Simultaneously maximizing microalgal biomass and lipid productivities by machine learning driven modeling, global sensitivity analysis and multi-objective optimization for sustainable biodiesel production

Abstract

Simultaneous enhancement in the productivities of microalgal biomass and lipids that are inversely correlated to each other has been a long-standing challenge before the scientists engaged in algal biodiesel research and innovation. This study, develops an Artificial Neural Network (ANN) model and uses multi-objective optimization approach to determine the process parameters, namely, light intensity, CO2%, air flow rate, and C/N ratio to maximize biomass and lipid productivities of microalga, Chlorella sorokiniana, simultaneously. Experimental data based on central composite design (CCD) were used to train a feed-forward multilayer ANN with four critical parameters. The global sensitivity analysis was performed on the trained ANN model using Sobol's method to assess the relative significance of the four process variables. Since the objectives of maximizing biomass and lipid productivities conflict with each other, multi-objective optimization approach was used for deriving the optimal process parameters, experimental validation of which resulted in approximately 3 times increase in biomass productivity and 7 times increase in lipid productivity.
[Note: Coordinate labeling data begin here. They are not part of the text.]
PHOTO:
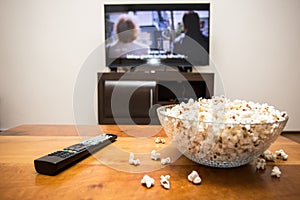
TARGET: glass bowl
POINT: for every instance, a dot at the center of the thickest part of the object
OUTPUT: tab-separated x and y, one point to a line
217	144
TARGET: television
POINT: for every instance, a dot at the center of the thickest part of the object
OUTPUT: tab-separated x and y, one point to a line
157	35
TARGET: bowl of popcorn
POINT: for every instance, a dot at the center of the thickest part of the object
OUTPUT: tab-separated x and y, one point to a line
220	132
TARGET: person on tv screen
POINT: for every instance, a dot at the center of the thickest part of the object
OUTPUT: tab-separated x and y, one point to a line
126	44
192	43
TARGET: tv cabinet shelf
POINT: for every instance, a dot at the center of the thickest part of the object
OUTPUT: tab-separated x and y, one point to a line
132	97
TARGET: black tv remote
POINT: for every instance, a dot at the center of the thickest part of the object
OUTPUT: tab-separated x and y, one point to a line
58	161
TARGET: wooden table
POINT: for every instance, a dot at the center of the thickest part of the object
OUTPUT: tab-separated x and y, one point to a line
116	179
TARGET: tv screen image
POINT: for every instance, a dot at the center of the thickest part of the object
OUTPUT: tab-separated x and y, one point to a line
148	34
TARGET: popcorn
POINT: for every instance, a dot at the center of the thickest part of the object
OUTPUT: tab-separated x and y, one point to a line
155	155
165	161
276	172
164	181
194	177
160	140
147	181
220	132
260	163
133	161
281	155
269	156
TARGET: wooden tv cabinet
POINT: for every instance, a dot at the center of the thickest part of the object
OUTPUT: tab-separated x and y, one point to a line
132	97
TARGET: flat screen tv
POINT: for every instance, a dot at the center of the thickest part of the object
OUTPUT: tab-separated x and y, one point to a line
156	35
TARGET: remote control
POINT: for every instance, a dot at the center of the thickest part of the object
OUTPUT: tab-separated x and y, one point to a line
58	161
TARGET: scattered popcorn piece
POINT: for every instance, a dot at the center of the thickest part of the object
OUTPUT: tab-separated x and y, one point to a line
260	163
269	156
160	140
133	161
276	172
155	155
165	161
148	181
164	181
194	177
281	154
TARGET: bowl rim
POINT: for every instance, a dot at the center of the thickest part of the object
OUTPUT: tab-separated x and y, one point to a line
159	111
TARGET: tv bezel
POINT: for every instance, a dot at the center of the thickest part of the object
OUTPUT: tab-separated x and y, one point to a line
114	63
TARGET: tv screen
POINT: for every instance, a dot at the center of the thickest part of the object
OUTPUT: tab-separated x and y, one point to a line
165	34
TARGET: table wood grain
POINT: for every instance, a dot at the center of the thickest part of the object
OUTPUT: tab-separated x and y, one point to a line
107	175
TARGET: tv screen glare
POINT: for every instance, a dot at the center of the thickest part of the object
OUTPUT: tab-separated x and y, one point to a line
148	34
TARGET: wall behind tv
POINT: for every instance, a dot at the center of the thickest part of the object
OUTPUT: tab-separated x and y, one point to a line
255	46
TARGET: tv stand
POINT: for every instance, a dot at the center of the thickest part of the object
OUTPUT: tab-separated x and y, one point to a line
132	97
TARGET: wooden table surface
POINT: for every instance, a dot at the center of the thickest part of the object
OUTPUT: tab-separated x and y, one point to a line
107	174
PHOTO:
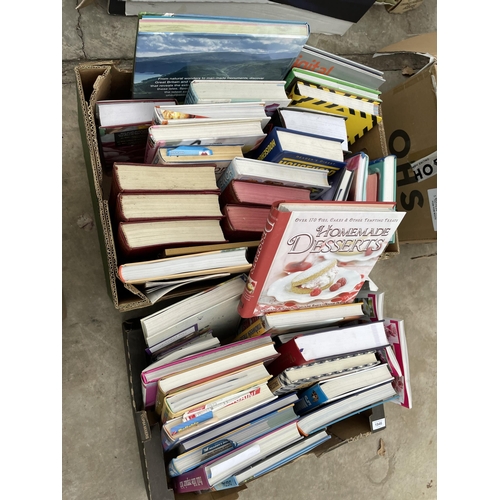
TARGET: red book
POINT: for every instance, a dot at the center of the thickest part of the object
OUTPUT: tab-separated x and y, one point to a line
252	193
326	343
316	253
244	222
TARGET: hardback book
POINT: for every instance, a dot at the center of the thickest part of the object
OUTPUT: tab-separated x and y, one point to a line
316	253
273	461
217	470
303	75
148	178
308	347
123	143
297	320
301	149
325	63
297	378
266	172
191	313
171	252
384	170
373	303
271	92
243	222
192	399
219	156
358	165
233	110
112	113
330	390
173	50
326	415
311	121
179	428
246	133
252	193
200	343
396	335
231	440
362	114
161	380
184	266
144	240
265	411
130	207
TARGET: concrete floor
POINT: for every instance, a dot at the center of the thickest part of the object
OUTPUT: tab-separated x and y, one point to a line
100	458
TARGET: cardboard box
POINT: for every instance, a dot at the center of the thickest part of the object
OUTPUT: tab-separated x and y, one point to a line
410	123
148	428
107	81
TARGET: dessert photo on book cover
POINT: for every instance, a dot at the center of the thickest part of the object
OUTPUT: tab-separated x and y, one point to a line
321	259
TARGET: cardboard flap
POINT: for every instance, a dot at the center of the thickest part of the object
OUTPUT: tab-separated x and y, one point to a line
425	44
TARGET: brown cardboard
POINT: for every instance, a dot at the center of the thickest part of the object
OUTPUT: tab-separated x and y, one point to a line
410	123
148	429
105	80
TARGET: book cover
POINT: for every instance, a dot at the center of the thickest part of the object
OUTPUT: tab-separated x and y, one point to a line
170	51
308	347
237	422
297	378
358	122
302	149
326	63
303	75
316	253
252	193
219	469
231	440
327	391
396	336
243	222
267	172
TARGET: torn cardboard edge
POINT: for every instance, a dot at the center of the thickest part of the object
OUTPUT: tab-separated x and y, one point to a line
148	429
106	80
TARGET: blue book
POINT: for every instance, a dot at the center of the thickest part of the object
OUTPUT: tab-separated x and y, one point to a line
274	461
302	149
231	440
325	415
342	386
237	422
173	50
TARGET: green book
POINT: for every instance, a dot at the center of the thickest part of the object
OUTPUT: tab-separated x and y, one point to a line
304	75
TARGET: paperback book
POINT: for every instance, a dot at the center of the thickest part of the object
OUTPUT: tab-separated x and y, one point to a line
316	253
173	50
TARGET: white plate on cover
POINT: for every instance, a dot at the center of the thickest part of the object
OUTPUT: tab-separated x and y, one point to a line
281	289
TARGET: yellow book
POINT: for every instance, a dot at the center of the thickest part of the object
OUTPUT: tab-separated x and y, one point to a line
362	113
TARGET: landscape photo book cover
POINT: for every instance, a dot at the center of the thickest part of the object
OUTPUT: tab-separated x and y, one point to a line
315	258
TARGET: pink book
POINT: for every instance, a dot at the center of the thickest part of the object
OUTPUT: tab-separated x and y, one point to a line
201	366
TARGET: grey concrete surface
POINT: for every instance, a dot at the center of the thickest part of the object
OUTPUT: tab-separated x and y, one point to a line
100	459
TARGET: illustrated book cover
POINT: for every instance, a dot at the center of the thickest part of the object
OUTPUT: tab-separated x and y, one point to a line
173	50
316	253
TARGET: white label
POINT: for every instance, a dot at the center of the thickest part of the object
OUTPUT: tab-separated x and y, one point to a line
378	424
432	193
425	167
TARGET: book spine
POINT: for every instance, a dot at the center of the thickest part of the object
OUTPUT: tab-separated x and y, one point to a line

On transesterification of the lipid, the biodiesel product with saturated to unsaturated fatty acids ratio of 48:52 conformed very well to the international standards, ASTM D6751 and EN14214, thereby making it an environment friendly green biofuel. Thus, the present study showcases the successful application of machine learning tool in analysing the global sensitivity analysis of process variables, and employ it for multi-objective optimization towards achieving maximum microalgal biomass and lipid productivities concomitantly for potentially sustainable production of biodiesel.